[This article from Gordon K. Uyehara is actually the introduction to his new book, Metal Clay Fusion: Diverse Clays, Detailed Techniques, Artful Projects, which has already achieved No. 1 bestseller status on Amazon in the Jewelry category. I thought it made for a lovely blog post introducing people to Gordon's voice as an author and artist. See photographs of a few of Gordon's 22 graceful, inspiring projects from the book below and in this earlier blog post.]
Follow your bliss, and the universe will open doors for you where there were only walls. — Joseph Campbell
Just words? If I hadn’t experienced it myself, I probably wouldn’t believe it. I understand now. For if it weren’t true, I wouldn’t be writing this book. Nor would I be spending hours planning workshops, sketching designs, sitting hunchedbacked over a cluttered table obsessing over details, or daydreaming about my next metal clay creation.
I knew I wanted to be an artist. The desire was there, but I wasn’t sure of the medium in which I wanted to create. I remember being open to trying different things, and I can rationally speak of the events—like the blurb in the alternative newspaper—that led to my first class in silver clay. What transpired after, however, is harder to explain.
The near obsessive compulsion to create with silver clay in the face of a dwindling savings account and the feeling of spending way too many hours on something that might just lead to nothing, go beyond logic. Yet, I plowed forward, ignoring the part of my brain that questioned, “Was this just an unhealthy preoccupation?” and I shared my creations, entered competitions, and connected with other silver-clay fanatics.
What followed were numerous, exceedingly kind comments from strangers (many now my friends) encouraging me on, inquiries about my work, invitations to teach, and editors asking me to write articles. These were the doors opening before me, and some at just the right time. I stepped through them, often with apprehension, and now continue to go forth with eager anticipation of what is still to come.
One thing I will mention, since it brings everything full circle, is that the same alternative newspaper that caught my interest many years ago published a short blurb about my Saul Bell Award. It appeared in the back of the paper, in the same place as the original paragraph about the class. That event is one of the many things I credit to synchronicity rather than mere coincidence. The lessons I take are to always be open to possibilities and to keep searching until you find what you enjoy doing. And, then, to appreciate it once you find it.
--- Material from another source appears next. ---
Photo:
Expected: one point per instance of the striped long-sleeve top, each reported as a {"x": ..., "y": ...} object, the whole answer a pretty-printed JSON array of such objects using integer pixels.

It is nearly impossible to write a book on metal clay without setting some kind of limit on the coverage. Metal clay is a young medium still finding its place. Yet, there are already a myriad of techniques and active experiments always in progress. So frequent are the rumors of new clay types and new complementary products that any snapshot in time is instantly lacking. In fact, as I began writing this book, many new clay types were being announced. Metal clay truly is a moving target.
So, the projects presented here are easily adapted to the various clay types, and the designs are customizable. I always design first, so you may notice that none of the projects are conceived around a technique. Rather, the techniques are provided to fulfill a design goal. The included artist contributions show the variety and excellence of work being created.
Metal clay is no fad. Enjoy the adventure.